Large Language Models (LLMs) are this decade’s World Wide Web. They are becoming increasingly integrated into every aspect of our lives, whether we want that or not, and have revolutionised the field of Artificial Intelligence (AI). Nevertheless, the inability of LLMs to (1) indicate uncertainty on intermediate steps of their reasoning, and (2) properly update their outputs when intermediate steps are corrected remain a significant barrier to their deployment in high-stakes environments. My research aims to enhance the reliability of LLMs by developing mechanisms that enable them to indicate uncertainty in their intermediate reasoning steps and effectively incorporate human-driven corrections during inference. As such, my work lies in the overlap of interpretability (we need to understand how models reason for us to be able to provide inference-time feedback to them), representation learning (we want LLMs to learn representations that align with notions we can reason about), and human-AI interaction (we want an LLM’s representations and reasoning to be something humans can manipulate).

Selected Publications

Please see my Google Scholar profile for an up-to-date list of publications (https://scholar.google.com/citations?user=4ikoEiMAAAAJ&hl=en

Espinosa Zarlenga, M., Barbiero, P., Ciravegna, G., Marra, G., Giannini, F., et al. ‘Concept embedding models: Beyond the accuracy-explainability trade-off.’ Advances in neural information processing systems 35 (2022): 21400-21413.

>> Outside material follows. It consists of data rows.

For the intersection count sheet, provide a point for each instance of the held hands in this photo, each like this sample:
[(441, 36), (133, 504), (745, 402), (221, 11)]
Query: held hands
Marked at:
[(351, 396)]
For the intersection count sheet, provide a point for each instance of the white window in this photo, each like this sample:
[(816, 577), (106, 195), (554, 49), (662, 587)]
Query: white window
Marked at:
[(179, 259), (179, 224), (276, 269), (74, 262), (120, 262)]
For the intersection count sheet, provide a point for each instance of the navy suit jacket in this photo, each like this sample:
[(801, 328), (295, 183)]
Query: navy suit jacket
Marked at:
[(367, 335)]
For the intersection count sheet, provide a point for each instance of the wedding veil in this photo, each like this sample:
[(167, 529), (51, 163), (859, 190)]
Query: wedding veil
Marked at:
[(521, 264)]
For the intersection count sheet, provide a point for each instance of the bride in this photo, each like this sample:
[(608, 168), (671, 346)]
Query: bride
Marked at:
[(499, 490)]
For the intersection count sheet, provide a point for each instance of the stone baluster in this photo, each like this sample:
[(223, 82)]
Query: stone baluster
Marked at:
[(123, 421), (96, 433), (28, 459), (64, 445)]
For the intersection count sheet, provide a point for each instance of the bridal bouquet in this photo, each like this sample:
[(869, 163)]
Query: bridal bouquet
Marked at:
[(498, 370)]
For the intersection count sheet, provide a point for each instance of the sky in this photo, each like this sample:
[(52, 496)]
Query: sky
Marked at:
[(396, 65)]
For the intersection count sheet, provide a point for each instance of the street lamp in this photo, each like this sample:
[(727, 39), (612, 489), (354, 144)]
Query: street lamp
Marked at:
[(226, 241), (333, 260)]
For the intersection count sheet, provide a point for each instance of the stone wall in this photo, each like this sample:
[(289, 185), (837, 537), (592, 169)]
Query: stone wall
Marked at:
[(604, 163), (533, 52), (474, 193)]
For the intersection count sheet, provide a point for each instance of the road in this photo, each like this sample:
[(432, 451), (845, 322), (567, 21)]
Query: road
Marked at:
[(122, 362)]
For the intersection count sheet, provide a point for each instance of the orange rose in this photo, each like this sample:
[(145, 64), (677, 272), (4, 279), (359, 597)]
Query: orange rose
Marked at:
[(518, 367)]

Espinosa Zarlenga, M., Collins, K.M., Dvijotham, K., Weller, A., Shams, Z. and Jamnik, M. ‘Learning to receive help: Intervention-aware concept embedding models.’ Advances in Neural Information Processing Systems 36 (2023): 37849-37875.

Espinosa Zarlenga, M., Dominici, G., Barbiero, P., Shams, Z., and Jamnik, M. ‘Avoiding Leakage Poisoning: Concept Interventions Under Distribution Shifts.’ International Conference on Machine Learning. PMLR, 2025.